Les PME doivent changer leurs habitudes dans leur recherche de financement
A l’heure de la crise et de Bâle 3, les dirigeants de PME se voient de plus en plus confrontés au risque de non-financement. Ces patrons français manquent d’une vraie culture de la trésorerie, a expliqué Christophe de Brébisson, associé RSM Dba, réseau de cabinets d’expertise-comptable et de conseil, lors d’une conférence organisée avec l’éditeur de logiciels Cegid.
RSM invite les PME à rompre avec les habitudes : ne pas être «surdépendant» d’une seule banque, exiger un accord écrit pour les intentions de financement, et utiliser les financements publics du type FSI et Oséo, avant la création de la banque publique d’investissement en 2013.
Oséo offre une garantie aux banques sur 20 à 70% des crédits accordés aux PME, mais propose aussi directement des financements aux entreprises. Ces contrats de développement de 400.000 à 600.000 euros sur 5 à 7 ans, ne nécessitent aucune garantie de la part de l’entreprise et de ses dirigeants, hormis une assurance décès invalidité, avec un dépôt de garantie de 5% rémunéré.
Plus récemment, Oséo a créé le contrat de développement participatif (CDP), concernant exclusivement des entreprises en bonne santé financière, pour accompagner des projets de développement et non une restructuration financière. Le financement peut se monter de 0,3 à 3 millions d’euros, sans garanties autres que celles exigées pour les contrats de développement, mais avec un effet de levier obligatoire : 1 de CDP pour 1 d’apport en fonds propres et/ou 1 de CDP pour 2 de crédits bancaires.
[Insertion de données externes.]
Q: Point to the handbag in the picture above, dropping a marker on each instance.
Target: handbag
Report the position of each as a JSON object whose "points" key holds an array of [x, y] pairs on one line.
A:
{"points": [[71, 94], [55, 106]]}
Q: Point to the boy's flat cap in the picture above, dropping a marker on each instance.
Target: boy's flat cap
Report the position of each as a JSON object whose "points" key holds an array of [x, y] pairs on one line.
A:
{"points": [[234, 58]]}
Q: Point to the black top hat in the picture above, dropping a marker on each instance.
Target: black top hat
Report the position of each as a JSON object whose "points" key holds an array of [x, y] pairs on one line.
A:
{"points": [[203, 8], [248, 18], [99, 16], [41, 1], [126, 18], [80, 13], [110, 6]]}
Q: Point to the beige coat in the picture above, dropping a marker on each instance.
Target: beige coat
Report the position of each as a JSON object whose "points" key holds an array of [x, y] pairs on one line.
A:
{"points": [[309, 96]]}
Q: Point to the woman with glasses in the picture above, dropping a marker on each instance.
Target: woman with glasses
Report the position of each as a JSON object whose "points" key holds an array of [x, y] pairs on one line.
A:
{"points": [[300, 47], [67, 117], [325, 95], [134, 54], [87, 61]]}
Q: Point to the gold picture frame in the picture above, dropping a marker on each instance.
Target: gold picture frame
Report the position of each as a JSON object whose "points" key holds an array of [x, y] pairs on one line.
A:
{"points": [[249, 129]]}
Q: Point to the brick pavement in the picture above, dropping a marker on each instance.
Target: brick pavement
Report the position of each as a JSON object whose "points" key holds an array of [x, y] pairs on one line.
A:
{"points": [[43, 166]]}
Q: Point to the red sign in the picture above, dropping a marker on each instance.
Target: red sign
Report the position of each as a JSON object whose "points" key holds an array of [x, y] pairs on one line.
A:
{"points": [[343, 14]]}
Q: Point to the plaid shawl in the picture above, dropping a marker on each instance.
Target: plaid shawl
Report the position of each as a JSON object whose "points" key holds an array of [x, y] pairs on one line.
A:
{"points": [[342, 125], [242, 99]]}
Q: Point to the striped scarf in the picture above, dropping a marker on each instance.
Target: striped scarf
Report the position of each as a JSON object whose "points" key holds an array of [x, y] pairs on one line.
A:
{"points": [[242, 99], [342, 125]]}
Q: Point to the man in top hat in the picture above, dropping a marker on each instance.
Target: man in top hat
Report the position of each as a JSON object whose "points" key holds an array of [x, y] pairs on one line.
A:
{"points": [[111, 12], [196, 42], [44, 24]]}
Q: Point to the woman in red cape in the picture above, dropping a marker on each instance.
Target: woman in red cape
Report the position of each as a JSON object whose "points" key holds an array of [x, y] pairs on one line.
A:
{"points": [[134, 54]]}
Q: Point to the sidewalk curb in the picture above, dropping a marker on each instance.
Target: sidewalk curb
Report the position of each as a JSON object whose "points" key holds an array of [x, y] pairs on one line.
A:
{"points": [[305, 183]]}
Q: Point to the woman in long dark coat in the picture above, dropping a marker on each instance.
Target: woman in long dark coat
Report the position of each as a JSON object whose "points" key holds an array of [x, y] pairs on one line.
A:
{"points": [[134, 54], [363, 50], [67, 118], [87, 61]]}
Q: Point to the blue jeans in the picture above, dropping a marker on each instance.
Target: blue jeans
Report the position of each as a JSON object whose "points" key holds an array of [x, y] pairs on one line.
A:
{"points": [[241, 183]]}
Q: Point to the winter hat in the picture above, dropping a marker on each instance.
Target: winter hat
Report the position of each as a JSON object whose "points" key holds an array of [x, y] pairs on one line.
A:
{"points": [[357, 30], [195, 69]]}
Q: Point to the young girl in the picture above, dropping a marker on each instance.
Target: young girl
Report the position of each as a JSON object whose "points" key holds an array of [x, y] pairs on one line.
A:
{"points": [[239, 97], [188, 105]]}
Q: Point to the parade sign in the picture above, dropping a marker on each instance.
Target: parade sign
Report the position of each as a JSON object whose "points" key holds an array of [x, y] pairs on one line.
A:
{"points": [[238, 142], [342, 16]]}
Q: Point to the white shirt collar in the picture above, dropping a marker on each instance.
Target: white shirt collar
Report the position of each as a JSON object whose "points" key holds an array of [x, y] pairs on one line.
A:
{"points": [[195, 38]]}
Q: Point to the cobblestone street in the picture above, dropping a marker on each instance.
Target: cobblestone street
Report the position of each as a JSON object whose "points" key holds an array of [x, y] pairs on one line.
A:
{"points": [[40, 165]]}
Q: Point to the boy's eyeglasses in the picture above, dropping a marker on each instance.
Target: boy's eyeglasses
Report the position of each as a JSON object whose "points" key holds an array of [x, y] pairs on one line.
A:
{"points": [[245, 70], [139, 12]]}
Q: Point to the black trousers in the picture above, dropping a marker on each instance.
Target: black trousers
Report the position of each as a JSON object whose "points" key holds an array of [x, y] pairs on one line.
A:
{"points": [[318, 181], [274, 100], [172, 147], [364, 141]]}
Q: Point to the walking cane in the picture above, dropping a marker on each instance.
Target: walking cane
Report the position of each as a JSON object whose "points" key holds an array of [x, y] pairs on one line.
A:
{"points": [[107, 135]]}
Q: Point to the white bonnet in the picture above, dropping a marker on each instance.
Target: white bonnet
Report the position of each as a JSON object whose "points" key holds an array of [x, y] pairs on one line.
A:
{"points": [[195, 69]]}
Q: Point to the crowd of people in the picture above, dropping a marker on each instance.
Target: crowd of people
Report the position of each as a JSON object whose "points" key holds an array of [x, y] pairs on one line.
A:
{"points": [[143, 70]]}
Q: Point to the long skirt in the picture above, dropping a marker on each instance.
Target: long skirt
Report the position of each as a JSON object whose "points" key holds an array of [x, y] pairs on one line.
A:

«Ce produit a l’avantage de ne pas être adossé à une garantie réelle, du type nantissement de titres, et de ne pas être dilutif, explique Pedro Novo, directeur régional d’Oséo Paris. Il permet par exemple de financer une acquisition à l’étranger, ce que font rarement les banques, ou en France». Le coût de ce financement pour une PME notée 3+,3 ou 4+ par la Banque de France ressort à 3,27% en taux fixe.
Pour sa part, le FSI Régions intervient pour répondre aux besoins en fonds propres des PME de 0,3 à 4 millions d’euros. Soit par la prise de participation au capital, de 1 à 25%, mais sans siéger au conseil de la société, laissant au dirigeant sa liberté d’action. Soit par des obligations convertibles, notamment le dispositif OC+, de 0,5 à 4 millions d’euros, mais sans conversion, avec un coût de 5%, assorti d’une prime de non-conversion de 7% déductible fiscalement depuis un récent arrêt du Conseil d’Etat.